アークライト攻防戦は、アビス・コアの復活という、新たな混沌の始まりを告げながら、静かに終結した。
◇◆◇◆◇
アビス・コアが光を失い、その活動を完全に停止した瞬間、ルネアの世界を覆っていた闇の魔力は、まるで呪いが解けるかのように霧散した。
それは、世界中の人々の心に深く根付いていた恐怖と憎しみを、一瞬で洗い流したかのようだった。
アビス本拠地の崩壊した大地。
ユウキは、リアの腕の中で、安堵の息を漏らしていた。
アストレイアのコックピットには、深い静寂が満ちている。
ヴァルハラもまた、その雷光を鎮め、ヴァルキリーはコックピットの中で、静かに目を閉じていた。ノワールは、瓦礫の山に座り込み、空を見上げていた。
「…終わったんだな」
ユウキの呟きに、リアは涙を流しながら、強く頷いた。
遠くアークライトの防衛戦線。
アビス・コアの魔力が消滅した瞬間、ファントムに扇動されていた帝国軍の兵士たちは、洗脳が解けたかのように正気を取り戻した。
彼らは、目の前の光景に、深い後悔と絶望を滲ませていた。
「…俺は…何を…」
兵士たちの混乱を尻目に、カイトとマーリンは、それぞれの伝説機を駆り、負傷した兵士たちの救助に当たっていた。

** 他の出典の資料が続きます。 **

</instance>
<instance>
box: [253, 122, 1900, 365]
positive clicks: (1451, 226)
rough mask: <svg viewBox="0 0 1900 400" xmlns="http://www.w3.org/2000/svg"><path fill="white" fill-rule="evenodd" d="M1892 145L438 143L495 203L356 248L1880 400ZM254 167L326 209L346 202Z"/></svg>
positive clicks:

彼らの瞳には、勝利の喜びだけでなく、多くの命が失われた悲しみが宿っていた。
「セシリア様、お見事でした」
マリアは、アビスを討伐したことを報告した。
そして、通信機越しに、セシリアに敬意を表した。
セシリアは、アークライトの作戦室で、静かに目を閉じていた。
彼女の顔には、勝利の喜びはなかった。弟アレンの仇を討ったという満足感もなかった。
ただ、深い疲労と、そして、多くの命が失われたことへの悲しみだけが、そこに存在していた。
「…マリア少佐。アビスは滅びた。しかし、この戦争が、本当に終わったと、心から言えるでしょうか」
セシリアの言葉に、マリアは静かに頷いた。彼らの戦いは、終わっていない。
この世界の復興という、新たな戦いが、今、始まったのだ。